Periodically, the bumptious, splenetic, self-absorbed Buddy bursts into the Laundromat. He and his wife, Mrs. Buddy, run the deli next door. Buddy professes to love his wife, but he spends most of his time trying to avoid her attention. He longs for a career in the health-care field. Specifically, he wishes to be a purveyor of medical marijuana. Also, recreational marijuana. He dries his medical supplies in Bear’s dryers, to Bear’s immense annoyance, and while they are drying tries to convince Bear that the laundromat owner’s gruesome accident history is a direct result of his self-destructive impulse, which also manifests itself in his relationship with Chance.
The actors, behind the steady hand of director Jay D. Brock, do Bartlett’s work credit. Some actors, cast in a relationship, appear to have electricity with each other, but Diem and Manteuffel, as Bear and Chance, have something better. You can see in their eyes, their faces, the way that they hold their bodies, that these are two people who love each other, and recognize that their relationship is so toxic that the best thing they can do for each other is leave.
The Accident Bear
closes December 22, 2018
The run has sold out
When I say that you can see all that in their eyes and faces I am not using hyperbole. The actors are not fifty feet away from you, as they might be in a black box, or two hundred fifty feet away, as they might be in a conventional play, but right in front of you, so close that you will have to be careful about where you put your feet.

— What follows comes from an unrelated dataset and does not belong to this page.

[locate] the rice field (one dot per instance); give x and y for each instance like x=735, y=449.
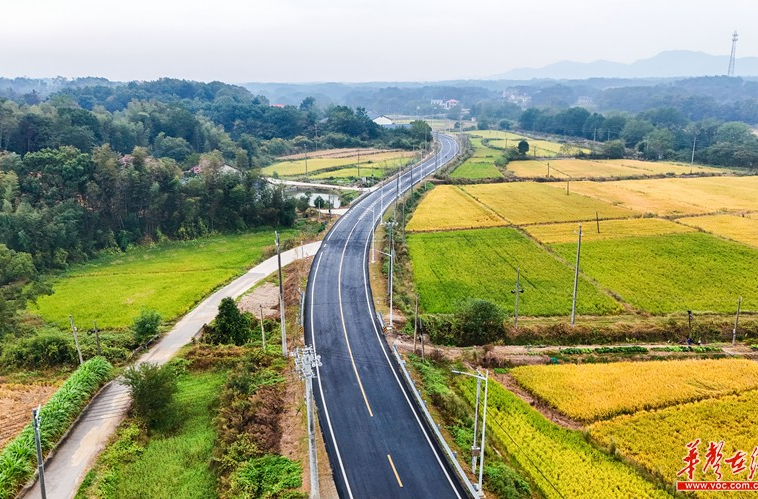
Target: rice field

What’s more, there’s no lighting, or special effects, or (to the extent I could notice) makeup. The actors were obliged to give us the real deal, and Diem and Manteuffel deliver.
Davis’ Buddy doesn’t do as much close-in work, but he is his bombastic self every moment of the play. You can tell that Davis is effective because at about the play’s mid-point you will feel like pushing him into one of the dryers, and switching it on, even if it costs five quarters.
Bartlett’s script has a technical sophistication I haven’t seen in his previous work. He tells this story in layers, withholding and revealing information with precision and skill, ratcheting up tension with each iteration of the story.
The ending does not have the traditional Aristotelian resolution and catharsis, and you may go away hungry for more iterations of the story. But, frankly, life itself is short on Aristotelian catharses. My guess is that there was no such thing at your Thanksgiving dinner. After all, isn’t that why you go back every year for more?
The Accident Bear, written and produced by Bob Bartlett, directed by Jay Brock, featuring Paul Dien, Rachel Manteuffel, and Louis E. Davis. Aziza Kelly is the Stage Manager. Reviewed by Tim Treanor.
- The Accident Bear has completely sold out its run at The Avenue Laundromat. Bob Bartlett would like to tour this show (hopefully with this cast) to laundromats around the DMV and beyond. So if you want to see it, join the Great Laundromat Search. Contact Bob Bartlett on Facebook.
Reviewer’s Note: Bob Bartlett is a longstanding friend of mine, and under normal circumstances I would not review a play he wrote or directed. But our scheduled reviewer was unable to attend, and since I had attended as a civilian, and, as noted above, no more tickets are available, I agreed to write this review.